FILE - In this Sept. 10, 2014 file photo, detained immigrant children line up in the cafeteria at the Karnes County Residential Center, a temporary home for immigrant women and children detained at the border, in Karnes City, Texas.
FILE - In this Sept. 10, 2014 file photo, detained immigrant children line up in the cafeteria at the Karnes County Residential Center, a temporary home for immigrant women and children detained at the border, in Karnes City, Texas.

A U.S. federal judge has ordered the government to promptly release undocumented immigrant children and their mothers being held in family detention centers.

Judge Dolly Gee's ruling in Los Angeles late Friday upheld the ruling she delivered last month that families who are being held at the sites are being detained in violation of a 1997 class-action settlement that set legal parameters for the housing of children who are in the country illegally.

Gee gave the government until October 25 to release the children and, in some cases, their mothers without "unnecessary delay."
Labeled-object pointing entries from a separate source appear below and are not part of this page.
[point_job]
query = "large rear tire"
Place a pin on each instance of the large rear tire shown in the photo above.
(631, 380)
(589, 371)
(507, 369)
The Los Angeles Times says the U.S. is holding an estimated 1,400 children and parents in three facilities; two in Texas and one in Pennsylvania. That arrangement is in violation of the settlement that said juveniles under the age of 18 cannot be held for more than 72 hours unless they are a significant flight risk or are a safety risk to themselves or others.

Detention conditions

Gee described the conditions at the detention sites as "deplorable", saying they fail to meet "even the minimal standard" for safe and sanitary conditions.

Judge Gee rejected the U.S. contention that it had to alter terms of the settlement to deter the massive wave of illegal immigrant children from Central America who poured across the U.S. border last year.

The U.S. is expected to appeal Gee's ruling.

Peter Schey, president of the Center for Human Rights and Constitutional Law, told The Los Angeles Times the judge's ruling helps to protect immigrant children "from lengthy and entirely senseless detention by the Department of Homeland Security in unsafe adult lockdown facilities run by private corporations raking in millions of dollars in profits."

Schey told the newspaper that Homeland Security's detention policy, over the past year, "has caused thousands of innocent children to needlessly suffer severe psychological and often physical harm."

The focus on immigrant detention policies comes at a time where there has been much talk in the media as Republican presidential hopefuls discuss their often controversial immigration ideas. Donald Trump has labeled Mexican undocumented immigrants as "criminals" and "rapists."